Até aqui falhámos em dar eficácia ao NPT. Falham os estados nucleares mais antigos: Estados Unidos, França, Reino Unido, Rússia e China, que, enquanto mantiveram arsenais nucleares. Não terão autoridade moral para pregar o desarmamento a outros países e falham aqueles que, nas últimas décadas, entraram no clube dos estados nucleares recusando aderir ao NPT. Não divulgam o número de ogivas nucleares, recusam o controlo internacional e assim alimentam mutuamente suspeitas e desconfiança. Casos da Índia, Paquistão, Israel e Irão. Para garantir o reforço do NPT é também preciso, como sublinhou a Senhora Alta Representante, que o CTBT entre definitivamente em vigor.

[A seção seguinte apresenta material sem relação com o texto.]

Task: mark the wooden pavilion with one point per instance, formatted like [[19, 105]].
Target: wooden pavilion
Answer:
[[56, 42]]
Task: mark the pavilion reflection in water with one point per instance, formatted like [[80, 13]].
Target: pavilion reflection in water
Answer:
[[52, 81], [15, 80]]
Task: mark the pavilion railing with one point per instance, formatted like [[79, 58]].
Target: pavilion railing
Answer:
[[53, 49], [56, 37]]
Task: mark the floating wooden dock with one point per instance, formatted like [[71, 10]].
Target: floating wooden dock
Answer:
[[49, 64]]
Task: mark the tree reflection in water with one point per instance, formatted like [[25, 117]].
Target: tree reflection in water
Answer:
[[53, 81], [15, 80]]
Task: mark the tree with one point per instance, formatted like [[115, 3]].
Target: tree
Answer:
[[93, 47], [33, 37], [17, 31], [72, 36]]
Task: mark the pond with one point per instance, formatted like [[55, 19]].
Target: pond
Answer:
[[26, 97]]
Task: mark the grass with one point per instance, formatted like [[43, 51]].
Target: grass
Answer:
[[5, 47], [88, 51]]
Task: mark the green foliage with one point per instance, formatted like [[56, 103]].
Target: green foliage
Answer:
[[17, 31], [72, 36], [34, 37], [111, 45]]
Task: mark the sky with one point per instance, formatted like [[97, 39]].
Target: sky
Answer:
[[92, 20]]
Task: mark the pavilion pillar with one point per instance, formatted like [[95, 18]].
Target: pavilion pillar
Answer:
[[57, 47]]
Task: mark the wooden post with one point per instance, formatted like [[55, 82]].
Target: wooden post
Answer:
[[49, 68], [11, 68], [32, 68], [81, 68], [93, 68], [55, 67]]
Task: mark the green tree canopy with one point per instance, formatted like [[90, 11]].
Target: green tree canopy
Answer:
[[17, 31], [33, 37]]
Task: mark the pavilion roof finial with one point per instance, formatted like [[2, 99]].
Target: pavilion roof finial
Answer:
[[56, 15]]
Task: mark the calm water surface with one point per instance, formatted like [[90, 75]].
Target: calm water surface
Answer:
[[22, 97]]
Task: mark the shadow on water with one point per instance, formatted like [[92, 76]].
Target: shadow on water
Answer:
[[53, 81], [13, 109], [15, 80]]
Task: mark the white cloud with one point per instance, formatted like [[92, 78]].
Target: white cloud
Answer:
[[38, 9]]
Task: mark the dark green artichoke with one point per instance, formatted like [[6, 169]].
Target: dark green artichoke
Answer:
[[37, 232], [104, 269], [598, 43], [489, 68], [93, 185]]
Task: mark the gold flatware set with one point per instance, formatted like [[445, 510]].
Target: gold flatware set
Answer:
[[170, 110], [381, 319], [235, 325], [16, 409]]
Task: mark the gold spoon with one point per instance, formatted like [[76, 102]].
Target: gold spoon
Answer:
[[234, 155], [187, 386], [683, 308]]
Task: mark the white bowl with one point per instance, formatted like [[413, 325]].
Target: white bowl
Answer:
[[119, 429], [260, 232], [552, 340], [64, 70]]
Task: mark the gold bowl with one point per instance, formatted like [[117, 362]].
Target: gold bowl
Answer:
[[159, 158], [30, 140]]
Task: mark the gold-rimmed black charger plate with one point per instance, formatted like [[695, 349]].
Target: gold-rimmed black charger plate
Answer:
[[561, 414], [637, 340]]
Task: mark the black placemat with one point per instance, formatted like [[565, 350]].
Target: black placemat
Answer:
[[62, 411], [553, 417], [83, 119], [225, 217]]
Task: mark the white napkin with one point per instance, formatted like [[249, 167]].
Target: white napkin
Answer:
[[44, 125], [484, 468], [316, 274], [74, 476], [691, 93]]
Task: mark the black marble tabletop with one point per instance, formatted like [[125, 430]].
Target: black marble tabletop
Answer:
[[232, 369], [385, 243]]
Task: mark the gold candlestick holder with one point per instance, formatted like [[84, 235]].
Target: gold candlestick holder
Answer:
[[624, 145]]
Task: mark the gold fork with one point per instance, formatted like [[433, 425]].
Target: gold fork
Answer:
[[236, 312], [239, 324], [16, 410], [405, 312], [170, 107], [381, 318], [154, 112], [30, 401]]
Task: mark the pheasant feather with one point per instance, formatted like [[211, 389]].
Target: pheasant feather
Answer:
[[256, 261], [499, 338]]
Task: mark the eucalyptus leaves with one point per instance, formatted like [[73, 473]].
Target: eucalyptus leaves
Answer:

Senhora Alta Representante, para além da posição comum para a próxima conferência de revisão do NPT, precisamos que a adesão ao NPT, por parte de quem ainda não o fez, integre os diálogos regulares da União Europeia com os países implicados. É vital que a União use as suas capacidades diplomáticas como ator de segurança global, desenvolvimento, comércio, potência energética, etc. para fazer do NPT um verdadeiro regime global vinculativo que elimine os arsenais nucleares e isto implica também fazer o trabalho de casa, com as potências nucleares da União Europeia, França e Reino Unido.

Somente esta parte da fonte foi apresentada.